Education Robert Bratvold said they weren’t expecting additional help from the province, but they were thankful to get it.
“I had hoped that they would be able to recognize the impact of inflationary pressures, but had no reason to think that they were going to make that announcement,” Bratvold said on Monday.
The Saskatchewan Rivers School Division receive $956,200 of the $20 million promised to school divisions, while the Prince Albert Catholic School Division will receive $262,500.
Both divisions passed balanced budgets at their final meetings of the school year on June 20. The additional funding means both divisions will have to resubmit their budgets to the province.
“It’s not an enormous task for us,” Bratvold said. “There are just a few adjustments that we have to make and there is some conditionality to that funding, so we have to make sure we account for it properly in our budget.”
The money is all earmarked for transportation and insurance costs. Bratvold said it won’t result in significant changes, but it will allow them to cover anticipated increases in fuel costs they otherwise wouldn’t be able to meet.
Bratvold said he’s thankful for the money, and credited the government for recognizing the impact inflation has had on school divisions. However, he added that the effect will be limited.

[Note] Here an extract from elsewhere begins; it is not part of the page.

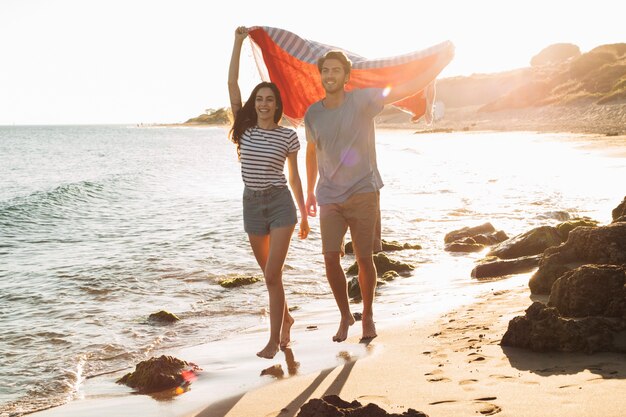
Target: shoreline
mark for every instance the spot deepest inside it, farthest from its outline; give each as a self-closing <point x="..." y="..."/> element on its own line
<point x="454" y="366"/>
<point x="232" y="373"/>
<point x="583" y="118"/>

“I think that’s great, but will it lead to a bunch of new things? Nope,” he explained. “That’s not the purpose of it. It’s just to cover those costs.”

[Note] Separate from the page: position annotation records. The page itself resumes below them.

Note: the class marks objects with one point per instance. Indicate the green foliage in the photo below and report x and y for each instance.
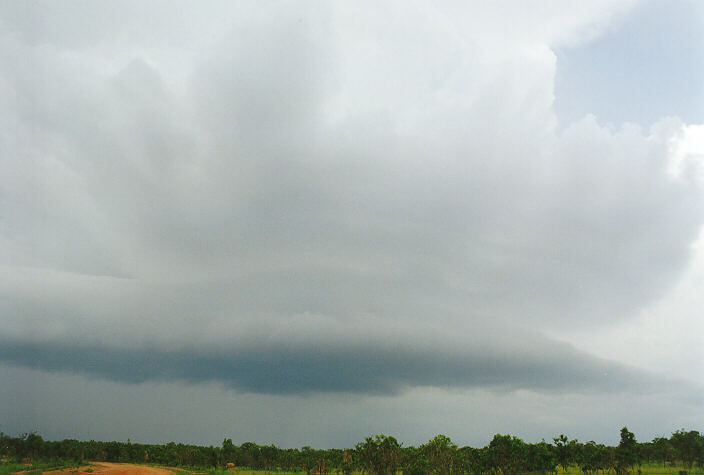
(440, 454)
(507, 454)
(627, 451)
(379, 454)
(689, 446)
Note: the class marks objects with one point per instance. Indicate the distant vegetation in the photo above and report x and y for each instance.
(683, 452)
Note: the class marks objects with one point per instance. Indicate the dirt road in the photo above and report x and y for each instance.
(101, 468)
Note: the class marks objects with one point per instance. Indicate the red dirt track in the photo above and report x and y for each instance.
(100, 468)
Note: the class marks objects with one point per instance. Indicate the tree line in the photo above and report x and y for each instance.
(379, 454)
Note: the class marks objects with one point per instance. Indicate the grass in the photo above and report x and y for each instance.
(35, 468)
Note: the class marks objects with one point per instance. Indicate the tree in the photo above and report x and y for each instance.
(688, 445)
(379, 454)
(440, 453)
(507, 454)
(564, 450)
(627, 452)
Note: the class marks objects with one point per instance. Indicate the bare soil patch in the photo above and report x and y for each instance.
(107, 468)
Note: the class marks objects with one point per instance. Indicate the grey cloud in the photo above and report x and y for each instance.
(295, 173)
(282, 368)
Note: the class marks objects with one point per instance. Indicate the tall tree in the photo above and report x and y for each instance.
(627, 452)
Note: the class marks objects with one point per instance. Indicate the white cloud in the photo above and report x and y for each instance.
(361, 175)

The amount each division received is based on the funding distribution formula already used by the province.
“It was per student but it’s kind of similar too because so much of our budget is based on student population,” Bratvold explained. “Even the transportation component has a student number built into it the number of students we transport and all of that stuff.”
Bratvold said that the letter from the province explained that it was based on the transportation and plant operation components of the funding model.
Education Minister Dustin Duncan touted the funding increase as a way to help school divisions prevent inflationary costs from diverting resources away from classrooms.
“Our government recognizes the impacts rising costs across the country have on our schools and we are committed to ensuring every Saskatchewan student and teacher has the supports needed to achieve success in the classroom,” Education Minister Dustin Duncan said in a release.
As part of the 2022-23 budget, the Ministry of Education announced a record investment in education spending of $2.88 billion.
That funding included $1.99 billion in school operating funding for the 2022-23 school year, an increase of $29.4 million or 1.5 per cent over the 2021-22 school year.
With this additional investment, school operating funding exceeds $2 billion for the first time in the province’s history.
In addition to the increase in operating funding, the province also announced a new $7 million fund to allow school divisions to hire up to 200 new educational assistants for the 2022-23 school year.